Fado Houses by MaisFado
Jean Bernard Dos Santos is one of many Parisians of Portuguese descent. To ward off saudades, he founded a community dedicated to the most Portuguese of all musical genres: Fado. Fado has also been declared Intangible Cultural Heritage of Humanity by UNESCO. Also considered nomeado pela UNESCO como Património Imaterial da Humanidade. For Jean Berard, every return to Lisbon has to include a stop by a Fado House.
Tasca do Chico – Rua do Diário de Notícias, 39
A historical tascaand fado house, is a place where anybody with Fado in their soul can sing with feeling. It is also, certainly, one of the most popular places among Lisbon locals. It isn’t rare to find renowned fadistas (a Fado singer) like Mariza, Ana Moura, Jorge Fernando or Ângelo Freire here.
Adega Machado– Rua do Norte, 91
A historical wine cellar known for having hosted legends like Amália Rodrigues and Alfredo Marceneiro. Marco Rodrigues, the resident fadista, and artistic director, is one of the greatest Fado talents of a generation.
Mesa de Frades– Rua dos Remédios, 139
A restaurant in the old chapel of Nossa Senhora da Conceição, inside the Dona Rosa Palace. The acoustics here are unbeatable and the Fado is a more uptempo and tongue-in-cheek variant called Fado Vadio, which forces the singers to reveal more of what they keep close to their heart.
Voz do Operário– Rua da Voz do Operário, 13
This centennial association is a place of education, social action, sport and culture. It’s not a place where Fado is sung every day, but where artistic projects and collaborations between guitar players and fadistas tend to start. Between its gala occasions and simpler Fado evenings, Voz do Operário has launched such talents as Marta Alves or André Gomes.
Museums by Oh Lisboa
Created in the summer of 2015, this group was born to share the city “with those that are in daily contact with it, but don’t really know it.” The purpose is to get the Portuguese to get to learn more about the history, culture, heritage and people of Lisbon.
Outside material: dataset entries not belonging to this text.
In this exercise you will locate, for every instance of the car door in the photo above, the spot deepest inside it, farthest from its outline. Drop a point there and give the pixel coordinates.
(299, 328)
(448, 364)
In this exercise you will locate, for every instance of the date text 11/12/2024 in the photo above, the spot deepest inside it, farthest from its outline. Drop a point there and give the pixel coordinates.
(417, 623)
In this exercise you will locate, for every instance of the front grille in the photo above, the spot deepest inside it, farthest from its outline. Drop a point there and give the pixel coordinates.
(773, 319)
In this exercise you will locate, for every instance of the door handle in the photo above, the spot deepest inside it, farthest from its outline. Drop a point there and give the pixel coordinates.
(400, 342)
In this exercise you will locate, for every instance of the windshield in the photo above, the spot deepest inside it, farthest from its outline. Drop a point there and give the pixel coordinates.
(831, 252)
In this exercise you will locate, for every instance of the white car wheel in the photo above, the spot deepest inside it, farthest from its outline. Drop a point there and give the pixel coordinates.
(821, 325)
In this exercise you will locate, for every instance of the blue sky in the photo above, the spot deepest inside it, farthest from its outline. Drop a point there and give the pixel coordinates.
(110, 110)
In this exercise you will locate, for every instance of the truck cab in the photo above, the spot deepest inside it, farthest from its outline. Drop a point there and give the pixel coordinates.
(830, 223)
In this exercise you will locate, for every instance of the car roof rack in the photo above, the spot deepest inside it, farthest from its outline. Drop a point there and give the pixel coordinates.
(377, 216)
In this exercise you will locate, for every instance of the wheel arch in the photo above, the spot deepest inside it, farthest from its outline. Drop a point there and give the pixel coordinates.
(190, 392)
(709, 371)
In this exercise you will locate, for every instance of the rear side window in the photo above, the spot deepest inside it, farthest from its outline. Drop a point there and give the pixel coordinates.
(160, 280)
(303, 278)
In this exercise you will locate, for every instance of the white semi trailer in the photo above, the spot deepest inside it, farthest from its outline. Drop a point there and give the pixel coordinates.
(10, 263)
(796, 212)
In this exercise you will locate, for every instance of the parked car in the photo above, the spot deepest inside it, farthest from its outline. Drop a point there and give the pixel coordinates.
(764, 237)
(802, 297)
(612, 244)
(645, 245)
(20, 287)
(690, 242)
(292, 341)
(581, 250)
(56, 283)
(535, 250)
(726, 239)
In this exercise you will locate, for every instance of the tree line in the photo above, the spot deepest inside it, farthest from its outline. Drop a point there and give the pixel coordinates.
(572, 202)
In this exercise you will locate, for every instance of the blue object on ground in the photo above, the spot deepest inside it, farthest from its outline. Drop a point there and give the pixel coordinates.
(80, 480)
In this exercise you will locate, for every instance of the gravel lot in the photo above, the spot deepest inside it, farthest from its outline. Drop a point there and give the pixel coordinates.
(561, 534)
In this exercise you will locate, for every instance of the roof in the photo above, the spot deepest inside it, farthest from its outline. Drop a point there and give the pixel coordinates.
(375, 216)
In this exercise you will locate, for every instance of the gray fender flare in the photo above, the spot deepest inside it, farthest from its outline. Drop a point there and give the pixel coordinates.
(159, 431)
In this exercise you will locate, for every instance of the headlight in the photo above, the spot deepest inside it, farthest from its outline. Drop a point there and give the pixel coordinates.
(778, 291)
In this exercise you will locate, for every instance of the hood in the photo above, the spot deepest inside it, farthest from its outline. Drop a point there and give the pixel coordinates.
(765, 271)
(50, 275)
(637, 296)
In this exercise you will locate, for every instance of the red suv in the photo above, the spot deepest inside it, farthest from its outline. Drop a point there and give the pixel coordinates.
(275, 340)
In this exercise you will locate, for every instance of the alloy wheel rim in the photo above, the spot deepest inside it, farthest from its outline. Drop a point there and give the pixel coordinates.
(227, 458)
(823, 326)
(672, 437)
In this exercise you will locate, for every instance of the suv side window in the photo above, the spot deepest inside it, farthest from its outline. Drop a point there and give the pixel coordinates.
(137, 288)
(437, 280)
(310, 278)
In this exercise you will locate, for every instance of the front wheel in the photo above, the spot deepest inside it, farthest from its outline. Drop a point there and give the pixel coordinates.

Museu Nacional de Arte Antiga – Rua das Janelas Verdes
This is the most important art museum in Portugal containing 12th to 19th century arts. It houses a relevant public collection of ancient art, including painting, sculpture, jewellery and decorative arts. There are more than 40,000 pieces in the collection, which come from Europe, Africa and Asia. Several of these has been nominated by the state as “national treasures.”
Museu do Fado – Largo do Chafariz de Dentro, 1
It’s in the Fado museum that the Fado universe, with its singing and guitars, is enshrined. Among other things, it is a documentation centre that promotes knowledge of this unique musical expression. The Fado Museum also has an online archive available with access to thousands of digital sound entries which dates back to the beginning of the 20th century.
Museu Arqueológico do Carmo – Largo do Carmo
Apart from also being a museum, this building is also the city’s most visible reminder of the 1755 earthquake. The reconstruction of this convent begun in 1756, but stopped in 1834 when all Religious Orders were extinguished in Portugal. The construction works were never finished. The museum was created with the intent of preserving and safeguarding the heritage from erosion and neglect.
Museu de Lisboa
The main building is in Pimenta Palace, in Campo Grande, but this museum is actually composed of several buildings scattered all across town where relevant memories of the city are kept. Among these is the iconic Casa dos Bicos, which houses the José Saramago Foundation.